SL-1200の写真
Technics SL-1200
DIRECT DRIVE PLAYER SYSTEM ¥65,800

テクニクスが,1972年に発売したプレーヤーシステム。現在まで続くSL-1200シリーズのスタートがこの
初代SL-1200でした。1970年に世界初のD.D.(ダイレクト・ドライブ)方式のターンテーブルSP-10を開
発したテクニクスは,このころ数多くのD.D.プレーヤーを作り,高い評価を得ていました。SL-1200は,D.D
.による安定した高性能を,コンパクトな筐体に納めたことを特徴とするコンパクト・プレーヤーという位置づけ
でした。

モーターは,当時テクニクスがD.D.方式のために開発した「超低速電子整流子モーター」と称するDCモータ
ーを搭載していました。「電源電圧,電源周波数の影響は皆無・・・・。SN比60dB,ワウ・フラッター0.03%
の性能を半永久的に持続する。」と,当時のカタログで,テクニクスはその性能の安定性の高さを誇っていま
した。また,D.D.方式により,2/1回転で定速回転に達する,優れた起動特性も特徴でした。
速度切換は電子式で,33・1/3,45rpmそれぞれで10%の範囲で速度の微調整ができるようになっていま
した。

ターンテーブルは,直径33cm,重量1.75kgの大形のもので,精密に重量バランスがとられ,310kg・cm
の慣性質量により,トルク変動の影響を抑え,滑らかな回転を実現していました。

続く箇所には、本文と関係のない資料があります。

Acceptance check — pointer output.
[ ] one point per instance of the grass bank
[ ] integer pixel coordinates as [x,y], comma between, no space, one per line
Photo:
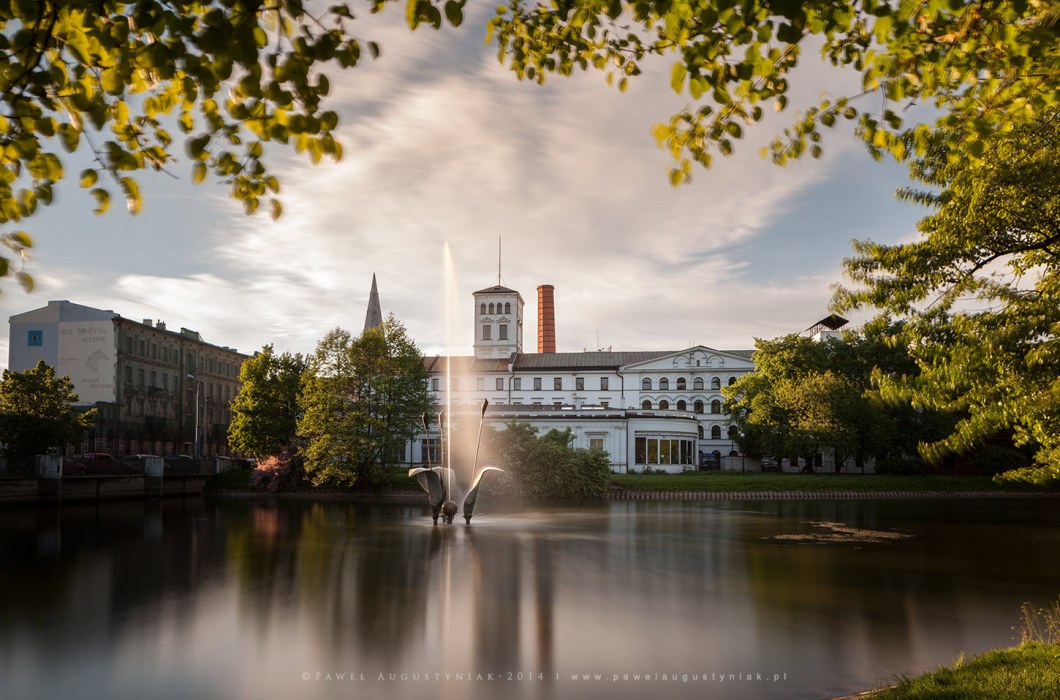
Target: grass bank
[735,482]
[1030,670]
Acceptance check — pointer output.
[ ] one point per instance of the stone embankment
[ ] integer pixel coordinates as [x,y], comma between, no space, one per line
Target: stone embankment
[806,495]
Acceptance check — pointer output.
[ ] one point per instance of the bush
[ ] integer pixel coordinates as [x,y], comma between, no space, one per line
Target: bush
[901,466]
[281,472]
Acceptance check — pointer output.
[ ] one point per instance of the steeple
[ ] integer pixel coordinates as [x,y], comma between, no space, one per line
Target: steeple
[374,316]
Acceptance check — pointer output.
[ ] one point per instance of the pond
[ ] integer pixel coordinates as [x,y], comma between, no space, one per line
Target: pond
[242,598]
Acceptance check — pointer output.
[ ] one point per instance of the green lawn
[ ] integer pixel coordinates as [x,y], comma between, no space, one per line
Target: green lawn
[778,482]
[1030,670]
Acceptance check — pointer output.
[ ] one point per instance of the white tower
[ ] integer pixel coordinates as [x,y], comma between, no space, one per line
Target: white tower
[498,322]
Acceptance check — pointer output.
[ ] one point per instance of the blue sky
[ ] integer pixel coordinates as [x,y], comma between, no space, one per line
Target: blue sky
[443,144]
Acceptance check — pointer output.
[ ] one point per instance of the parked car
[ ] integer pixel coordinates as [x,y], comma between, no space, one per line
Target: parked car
[95,464]
[181,465]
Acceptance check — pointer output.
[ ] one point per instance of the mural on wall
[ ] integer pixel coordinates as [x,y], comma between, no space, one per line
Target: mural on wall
[87,355]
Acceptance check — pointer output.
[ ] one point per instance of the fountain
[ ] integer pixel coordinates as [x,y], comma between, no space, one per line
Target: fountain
[437,482]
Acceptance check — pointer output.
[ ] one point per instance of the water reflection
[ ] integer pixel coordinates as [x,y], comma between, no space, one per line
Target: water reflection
[274,598]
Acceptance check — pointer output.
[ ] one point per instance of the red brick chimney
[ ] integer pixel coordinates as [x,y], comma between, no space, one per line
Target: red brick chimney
[546,319]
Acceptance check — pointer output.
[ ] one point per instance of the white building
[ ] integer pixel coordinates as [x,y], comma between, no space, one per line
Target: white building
[660,409]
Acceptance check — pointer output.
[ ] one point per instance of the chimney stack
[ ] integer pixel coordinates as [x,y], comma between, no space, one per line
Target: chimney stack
[546,319]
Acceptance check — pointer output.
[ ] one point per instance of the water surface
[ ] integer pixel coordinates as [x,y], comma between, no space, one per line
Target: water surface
[186,598]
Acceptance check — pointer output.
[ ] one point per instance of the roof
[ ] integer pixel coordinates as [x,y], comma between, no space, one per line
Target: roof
[497,289]
[555,361]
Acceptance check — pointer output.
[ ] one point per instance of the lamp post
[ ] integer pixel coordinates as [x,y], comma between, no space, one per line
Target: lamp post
[197,449]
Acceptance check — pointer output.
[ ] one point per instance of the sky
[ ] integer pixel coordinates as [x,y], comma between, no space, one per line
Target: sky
[444,145]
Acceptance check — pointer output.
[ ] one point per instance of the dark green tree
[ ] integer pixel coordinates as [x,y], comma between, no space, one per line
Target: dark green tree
[265,410]
[37,413]
[546,467]
[979,294]
[806,396]
[361,400]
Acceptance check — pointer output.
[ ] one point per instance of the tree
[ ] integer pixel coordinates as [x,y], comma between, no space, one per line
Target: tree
[806,396]
[546,467]
[265,410]
[979,293]
[37,412]
[987,66]
[116,76]
[361,401]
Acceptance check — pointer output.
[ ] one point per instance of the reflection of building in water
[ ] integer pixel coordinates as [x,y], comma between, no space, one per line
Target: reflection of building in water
[141,377]
[661,409]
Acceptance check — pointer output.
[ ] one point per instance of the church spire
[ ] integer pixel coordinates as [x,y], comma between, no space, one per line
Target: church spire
[374,316]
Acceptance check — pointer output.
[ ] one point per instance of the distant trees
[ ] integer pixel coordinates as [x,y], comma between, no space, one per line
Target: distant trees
[265,410]
[361,400]
[37,413]
[978,294]
[805,397]
[547,467]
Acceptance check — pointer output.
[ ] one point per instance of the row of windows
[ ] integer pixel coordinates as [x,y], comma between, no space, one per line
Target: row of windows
[172,356]
[716,405]
[501,332]
[495,309]
[682,384]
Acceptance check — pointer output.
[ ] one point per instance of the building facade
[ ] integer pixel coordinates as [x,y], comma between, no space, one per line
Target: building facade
[661,410]
[156,390]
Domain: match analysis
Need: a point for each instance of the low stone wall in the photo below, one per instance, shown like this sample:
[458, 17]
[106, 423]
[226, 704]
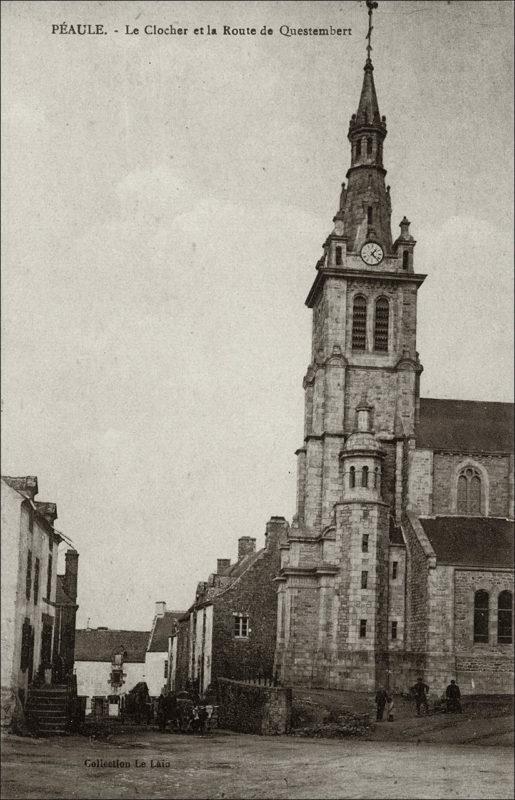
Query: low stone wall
[250, 708]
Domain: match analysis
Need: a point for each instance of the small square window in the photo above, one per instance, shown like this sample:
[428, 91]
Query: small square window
[241, 626]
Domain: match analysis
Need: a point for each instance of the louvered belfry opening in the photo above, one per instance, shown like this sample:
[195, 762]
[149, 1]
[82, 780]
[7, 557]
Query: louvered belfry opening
[359, 323]
[381, 325]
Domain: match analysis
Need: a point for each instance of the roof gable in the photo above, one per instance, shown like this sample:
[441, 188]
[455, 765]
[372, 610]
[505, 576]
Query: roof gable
[471, 541]
[163, 629]
[465, 426]
[100, 645]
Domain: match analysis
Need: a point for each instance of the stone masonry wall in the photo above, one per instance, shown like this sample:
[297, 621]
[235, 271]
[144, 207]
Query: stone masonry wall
[417, 596]
[445, 477]
[253, 594]
[183, 650]
[396, 597]
[420, 490]
[250, 708]
[482, 667]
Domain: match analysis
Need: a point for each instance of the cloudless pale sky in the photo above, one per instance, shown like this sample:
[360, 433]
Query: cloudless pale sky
[165, 202]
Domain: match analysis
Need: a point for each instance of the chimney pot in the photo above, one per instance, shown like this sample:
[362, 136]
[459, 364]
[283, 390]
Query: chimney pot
[246, 546]
[160, 608]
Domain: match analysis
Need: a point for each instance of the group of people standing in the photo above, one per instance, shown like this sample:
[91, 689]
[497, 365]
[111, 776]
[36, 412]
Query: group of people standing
[419, 692]
[185, 710]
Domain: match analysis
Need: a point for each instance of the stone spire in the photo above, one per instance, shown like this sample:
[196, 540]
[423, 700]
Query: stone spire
[368, 108]
[366, 208]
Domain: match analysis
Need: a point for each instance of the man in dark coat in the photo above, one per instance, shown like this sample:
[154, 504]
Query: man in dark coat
[453, 698]
[420, 691]
[381, 699]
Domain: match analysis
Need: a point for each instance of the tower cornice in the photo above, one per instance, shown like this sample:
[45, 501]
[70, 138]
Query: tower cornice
[329, 272]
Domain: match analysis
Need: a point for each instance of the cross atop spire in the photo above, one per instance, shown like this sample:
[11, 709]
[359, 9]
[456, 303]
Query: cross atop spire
[370, 5]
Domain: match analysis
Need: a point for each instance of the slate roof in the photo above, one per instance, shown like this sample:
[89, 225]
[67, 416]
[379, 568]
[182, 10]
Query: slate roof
[163, 628]
[465, 426]
[100, 645]
[471, 541]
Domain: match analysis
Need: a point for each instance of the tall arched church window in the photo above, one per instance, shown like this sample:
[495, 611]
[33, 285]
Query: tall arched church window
[468, 497]
[505, 618]
[481, 613]
[364, 476]
[381, 324]
[359, 323]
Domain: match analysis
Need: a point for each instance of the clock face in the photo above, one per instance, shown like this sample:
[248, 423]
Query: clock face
[372, 253]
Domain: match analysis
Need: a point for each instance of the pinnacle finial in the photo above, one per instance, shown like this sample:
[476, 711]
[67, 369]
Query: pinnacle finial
[370, 5]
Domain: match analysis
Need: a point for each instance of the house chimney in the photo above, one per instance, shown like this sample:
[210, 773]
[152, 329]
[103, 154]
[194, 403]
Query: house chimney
[47, 510]
[246, 546]
[71, 570]
[160, 608]
[27, 486]
[276, 530]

ターンテーブルのエッジに
は傾斜角がつけられ,傾斜面にストロボを刻んだそのデザインは,テクニクスのプレーヤーの一つの特徴とな
っていました。このターンテーブル脇のストロボイルミネーターにより,回転数の微調整が正確に行えるように
なっていました。また,このエッジ部の傾斜角により,レコードの着脱が容易になるという利点もありました。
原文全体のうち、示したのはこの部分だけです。